Margaret Colledge was active in her daughter’s preparations for the ice and had some unconventional ideas, such as employing a circus contortionist (a Miss Lee), who, using a rope tied around the young girl’s waist and an overhead bar as a pulley, successfully taught Cecilia to do a backbend.

Cecilia travelled to Lake Placid with her mother as a first-class passenger aboard the SS Berangaria, her coach travelled tourist-class, as did team-mate Megan Taylor and her father. The girls were pictured together before departure and as a group on arrival in Lake Placid, where the press were already taking a great interest due to the young age of the British competitors.

 

Cecilia and Megan were often photographed together during the Games, the press applauding their skill and talent, using such phrases as; ‘cute English schoolgirls’, ‘child champions’ and ‘juvenile ice princesses’.  One report referring to:

 ‘three pretty and young children which will comprise the main part of Great Britain’s team …. not in any previous Olympic competition of any sort have three such young persons entered into competition with the world’s best for the highest honours in sport…… the girls have all became first favourites in the hearts of the other athletes…’

 

Cecilia came eight at the Games, with Sonja Heine winning the gold medal, four years later in front of Hitler in Berlin, Cecilia would claim silver, again behind Heine. Many believed at the time that the younger more athletic Colledge should have won gold, but skating is a sport that always contains some subjective judging and 1936 was no different.  Cecilia won her first British senior title in 1935, and was runner-up in that year’s World Championships, which she won a few years later in 1937, she was also the three-time European Ladies Champion (1937-39). After serving as an ambulance drive in WWII, she won her sixth British title in 1946 and then turned professional.

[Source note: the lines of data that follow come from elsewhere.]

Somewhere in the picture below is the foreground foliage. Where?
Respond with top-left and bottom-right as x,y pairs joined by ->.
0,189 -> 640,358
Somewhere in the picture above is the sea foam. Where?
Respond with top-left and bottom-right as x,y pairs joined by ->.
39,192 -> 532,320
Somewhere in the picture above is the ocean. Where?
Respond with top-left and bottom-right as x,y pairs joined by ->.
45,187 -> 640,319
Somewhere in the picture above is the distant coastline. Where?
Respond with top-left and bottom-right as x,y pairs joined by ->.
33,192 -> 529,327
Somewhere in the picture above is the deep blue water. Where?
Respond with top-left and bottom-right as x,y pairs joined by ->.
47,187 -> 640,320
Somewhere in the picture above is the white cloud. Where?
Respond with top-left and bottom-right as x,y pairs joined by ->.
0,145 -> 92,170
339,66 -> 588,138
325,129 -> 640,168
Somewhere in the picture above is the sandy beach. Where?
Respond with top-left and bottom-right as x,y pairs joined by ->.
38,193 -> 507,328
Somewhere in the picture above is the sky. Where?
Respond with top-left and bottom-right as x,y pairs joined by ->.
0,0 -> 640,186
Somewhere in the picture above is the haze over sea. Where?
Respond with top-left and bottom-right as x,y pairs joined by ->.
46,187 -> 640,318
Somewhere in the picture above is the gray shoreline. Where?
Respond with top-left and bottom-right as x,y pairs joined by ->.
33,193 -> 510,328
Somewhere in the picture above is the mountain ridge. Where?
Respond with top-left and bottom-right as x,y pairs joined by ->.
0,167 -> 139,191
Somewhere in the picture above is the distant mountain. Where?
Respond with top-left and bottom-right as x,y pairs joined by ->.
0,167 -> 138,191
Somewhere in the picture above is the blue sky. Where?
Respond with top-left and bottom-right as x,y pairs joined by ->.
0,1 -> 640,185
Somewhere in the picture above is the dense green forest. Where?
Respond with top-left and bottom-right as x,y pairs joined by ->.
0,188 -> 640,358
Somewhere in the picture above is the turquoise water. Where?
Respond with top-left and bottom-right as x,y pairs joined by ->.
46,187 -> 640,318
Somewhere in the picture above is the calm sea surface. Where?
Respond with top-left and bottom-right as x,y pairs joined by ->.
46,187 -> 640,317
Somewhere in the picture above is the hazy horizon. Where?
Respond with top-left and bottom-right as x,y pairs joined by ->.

During a brief professional career, she performed in ice revues in New York, London and Brighton and won the British Open Pro title in 1947 and 1948. She then moved and settled in the USA in the early 1950s and was appointed as coach to the Skating Club of Boston, where she remained until 1995.

 

 

These four young women, who were warmly cheered as they came past the main stand, ‘stumbling over the ice’ during the Olympic Opening Ceremony, represent the amateur ethos that was prevalent in pre-war British sport. They also reinforce the notion of the young sportsperson as nothing new and moreover that such athletes have always been subject to the same pressures relating to international competition; travel, specialised coaching, parental expectations and access to resources both financial and temporal.